2人でワインの香りを堪能しつつ、口に含んだ。
美雪はその瞬間、光悦の表情を浮かべ、それを見た僕は何故だかこらえきれず、笑いこぼしてしまった。
「どうしたの凜、急に?」
「いやぁ、何回もこうやって食事してきたからかな……。
何だかこういう食事のマナーにも慣れてきて、自分も大人になったんだなって……」
「変なの……当たり前じゃない、大人なんだから、いつまでも子供のままじゃダメでしょ?」
僕は首を傾げながら、曖昧に頷く。
「それはそうだけど、まだ僕達大学生なんだよ?」
そう言うと美雪は返答に困ったらしく、黙って食事を再開してしまった。
しばらく雑談をしながら食事をしていると、不意に店内の照明が落ちた。
「なっ何?何なの?」
「美雪、いいから外……見てごらん」
「えっ外?わぁ!……」
僕達の眼前には照明が落ちたのと同時に灯された、町全体を使ったイルミネーションが広がっていた。

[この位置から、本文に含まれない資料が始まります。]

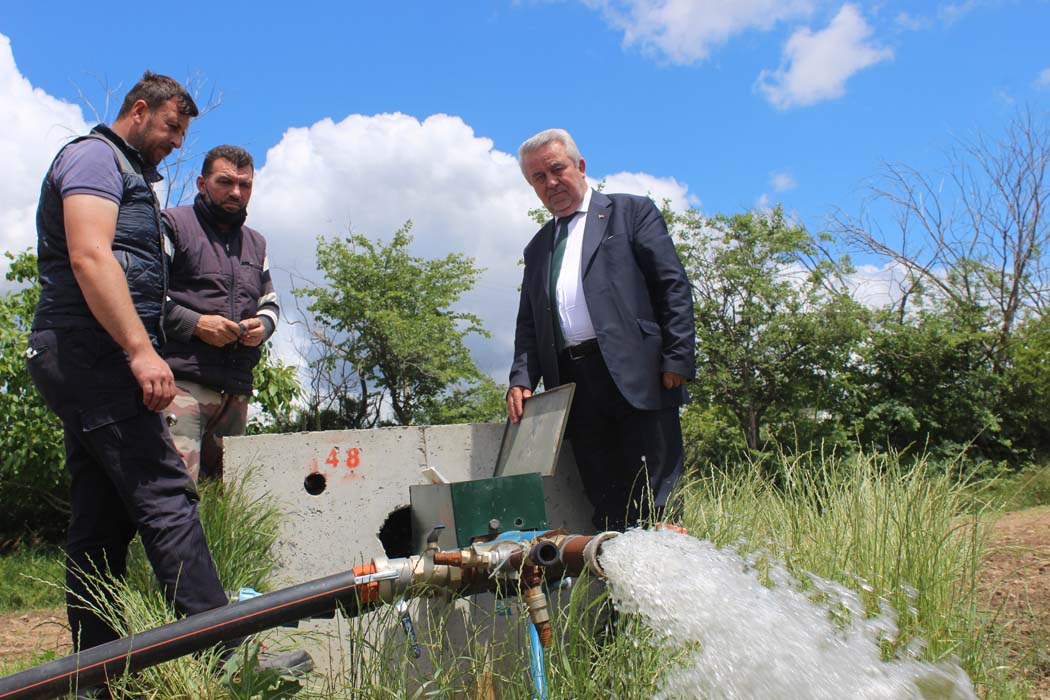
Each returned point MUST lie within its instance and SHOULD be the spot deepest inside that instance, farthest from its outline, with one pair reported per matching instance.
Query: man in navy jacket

「綺麗……、私イルミネーションが催されてるのは知ってたけど。
まさか、此処まで綺麗とは思いもしなかった……」
「お気に召して頂けたかな?」
「……もしかして凜、これを見せる為に此処を?」
「まあね、それもある」
「それも?」
僕はポケットから綺麗にラッピングされた¨それ¨を取り出した。
「まあ、予想はつくと思うけどはい……クリスマスプレゼント」
「ありがとう凜……開けてみてもいい?」
「もちろん」
美雪は慎重にラッピングを開けていき、箱を開いた。
「……可愛い!」
テーブルの蝋燭に照らされたのは、僕と美雪の名前が彫られた十字架のネックレスだった。
それを美雪は目を細め嬉しそうに見ていた、まるで子供がプレゼントを愛おしく眺める様に……。